Rosen, the OLS budget director, agreed that New Jersey income tax revenues will rise rapidly, but his nonpartisan team of analysts was not as bullish as Christie’s Treasury Department. In fact, $464 million of the total $537 net forecasting difference between OLS and Treasury is due to lower OLS expectations for income tax projections.

Overall, Rosen noted, “our forecast is an optimistic one. The principal driver is the national economy. If it rebounds, we will. If it doesn’t, we won’t. If it happens, our [progressive income] tax structure gives us an extra boost.”

But Rosen stressed, “our employment isn’t back up, and our corporate profits are still considerably below their peak.”

Rosen said in an interview that the $464 million difference in income tax projections between OLS and Treasury reflects a difference in opinion on how much money will be collected from the wealthiest taxpayers — those who pay their taxes in estimated quarterly filings, rather than primarily through weekly withholding, which is easier for analysts to track.

“Because of our highly progressive rate structure in New Jersey, when higher-income taxpayers do better, we do better,” he explained during the hearing. “States with higher volatility like New Jersey and California see higher rates of growth, particularly in income tax, if there is a stock market-driven recovery.”

While Sidamon-Eristoff is banking on an wealthy taxpayers to bring New Jersey’s lagging income tax collections up to the $11.132 billion level he projected when they make their payments in April, Rosen expects income tax revenues to continue to be flat and to come in $157 million lower than the Treasury Department anticipated when the governor certified the final revenue projections last June.

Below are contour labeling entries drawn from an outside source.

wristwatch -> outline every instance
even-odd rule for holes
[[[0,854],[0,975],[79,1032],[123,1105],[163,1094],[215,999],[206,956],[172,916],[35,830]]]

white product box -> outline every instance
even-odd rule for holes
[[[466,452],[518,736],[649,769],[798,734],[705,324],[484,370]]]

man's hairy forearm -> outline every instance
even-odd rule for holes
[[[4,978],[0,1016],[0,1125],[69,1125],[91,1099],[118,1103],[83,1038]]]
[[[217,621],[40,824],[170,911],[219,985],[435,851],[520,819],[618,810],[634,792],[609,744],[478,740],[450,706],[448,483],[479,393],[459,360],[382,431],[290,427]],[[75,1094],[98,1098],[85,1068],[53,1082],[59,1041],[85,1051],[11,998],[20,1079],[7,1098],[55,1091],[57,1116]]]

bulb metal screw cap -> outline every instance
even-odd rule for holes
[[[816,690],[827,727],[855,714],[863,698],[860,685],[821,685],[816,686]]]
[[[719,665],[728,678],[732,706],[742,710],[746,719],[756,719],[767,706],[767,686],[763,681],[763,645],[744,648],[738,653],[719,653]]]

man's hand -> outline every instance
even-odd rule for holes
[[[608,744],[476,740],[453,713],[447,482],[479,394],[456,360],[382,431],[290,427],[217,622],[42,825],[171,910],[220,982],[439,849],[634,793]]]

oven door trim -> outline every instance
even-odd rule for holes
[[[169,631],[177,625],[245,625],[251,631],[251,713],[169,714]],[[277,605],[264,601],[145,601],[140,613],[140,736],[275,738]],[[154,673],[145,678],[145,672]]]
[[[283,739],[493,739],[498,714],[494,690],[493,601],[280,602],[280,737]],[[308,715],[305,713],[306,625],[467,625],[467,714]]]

“What troubles us this spring is that the fourth quarter estimated payments due by January 15th took a real dip this year — down 8 or 9 percent compared to last year,” Rosen said.

“This is troubling because it suggests what will happen in April. The three other quarters were more positive. We’ve talked to our colleagues in similar states and they saw similar patterns; it’s not a New Jersey thing, it’s national,” Rosen asserted.

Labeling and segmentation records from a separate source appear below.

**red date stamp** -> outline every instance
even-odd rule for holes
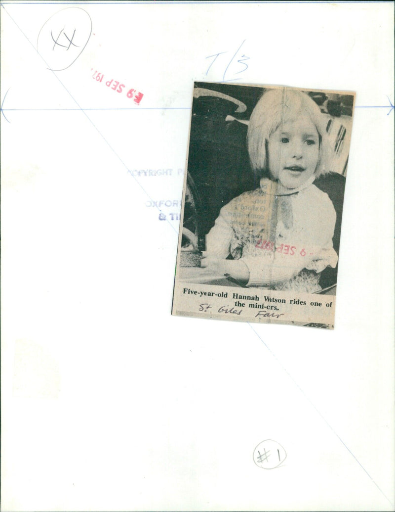
[[[263,249],[264,250],[271,251],[272,252],[280,252],[283,254],[289,254],[290,256],[293,256],[295,254],[295,251],[298,252],[301,256],[306,256],[307,253],[305,249],[299,251],[294,245],[282,244],[276,247],[273,242],[270,242],[269,240],[258,240],[255,247],[257,249]],[[310,253],[311,255],[312,254],[312,253]]]
[[[93,71],[93,68],[91,69],[90,71]],[[103,81],[104,75],[102,73],[98,72],[97,70],[96,70],[92,75],[92,78],[94,80],[96,80],[97,82],[100,83]],[[117,93],[122,94],[123,92],[126,92],[127,97],[130,99],[133,99],[133,101],[136,103],[136,105],[139,105],[140,104],[140,101],[141,101],[143,99],[143,97],[144,95],[143,93],[139,92],[136,91],[136,89],[129,89],[129,91],[126,92],[126,86],[125,84],[124,83],[121,83],[120,82],[117,81],[116,80],[114,80],[113,78],[107,80],[104,83],[105,83],[106,86],[109,88],[109,89],[112,90],[112,91],[116,91]],[[124,89],[125,89],[125,91],[124,91]]]

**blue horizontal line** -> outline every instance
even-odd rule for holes
[[[356,109],[390,109],[390,105],[356,105]],[[190,106],[136,106],[120,108],[104,108],[104,109],[2,109],[5,112],[45,112],[48,111],[67,111],[67,110],[191,110]]]
[[[34,5],[67,5],[69,4],[76,5],[122,5],[126,4],[130,4],[131,5],[134,4],[135,5],[160,5],[163,4],[165,5],[193,5],[194,4],[211,4],[212,5],[221,5],[222,4],[331,4],[332,3],[330,1],[313,1],[311,0],[305,0],[304,2],[292,2],[292,0],[289,0],[289,2],[245,2],[245,1],[237,1],[237,2],[210,2],[210,0],[207,0],[206,2],[195,2],[194,0],[191,0],[190,2],[178,2],[178,0],[174,0],[173,2],[161,2],[160,0],[153,0],[152,2],[2,2],[2,5],[3,4],[6,5],[10,5],[13,4],[17,4],[18,5],[31,5],[33,4]],[[388,4],[388,0],[381,0],[381,1],[377,1],[377,0],[338,0],[336,2],[337,4]]]
[[[120,109],[2,109],[4,112],[44,112],[45,111],[67,111],[67,110],[191,110],[190,106],[152,106],[152,107],[129,107]]]

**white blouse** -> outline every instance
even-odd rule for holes
[[[244,262],[248,286],[320,289],[319,273],[337,263],[336,214],[328,195],[312,184],[315,177],[294,189],[262,178],[259,188],[233,199],[206,237],[208,254]]]

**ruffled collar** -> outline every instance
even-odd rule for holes
[[[309,187],[316,177],[315,175],[313,175],[296,188],[287,188],[283,186],[279,181],[273,181],[268,178],[261,178],[260,186],[262,191],[269,196],[291,196]]]

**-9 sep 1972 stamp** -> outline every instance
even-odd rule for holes
[[[333,328],[355,100],[195,83],[173,314]]]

“My hunch is it’s because of what happened to the stock market last summer. When it dropped 20 percent, liability calculations went down” for high-income taxpayers.
The only tax revenue that is more difficult to predict than the income tax is the corporation business tax, and while OLS is projecting a 7.6 percent growth rate that mirrors the state average over the past two decades, the Christie administration expects 10.9 percent growth — which would represent a $76 million difference in revenue.

Another major area of disagreement is in casino tax revenue, which has been declining steadily for the past decade due to increasing competition, first from Mohegan Sun in Connecticut, and then from racinos in Delaware, Pennsylvania, and New York.

The Christie administration is projecting a 16 percent revenue increase from $40 million based principally on the opening of the new Revel casino in Atlantic City next week, while OLS is projecting a more modest 7.9 percent revenue of $20 million.

“Of all our forecast numbers, that’s the one I’m most worried about,” Rosen said.

Rosen also noted that the budget is balanced through an increased use of “one-shot” nonrecurring revenues, including a $200 million increased transfer from the Clean Energy Fund, a $200 million transfer from the Affordable Housing and Neighborhood Preservation fund, $75 million from the Mortgage Services Settlement Fund, $45 million from the Unclaimed Personal Property Trust Fund, and — most important — $288 million taken out of the current year’s $588 million surplus.

Asked by Sarlo whether the $537 million difference in revenue projections between Treasury and OLS is significant, Rosen replied, “It’s certainly a significant number in a budget with just a $300 million surplus.”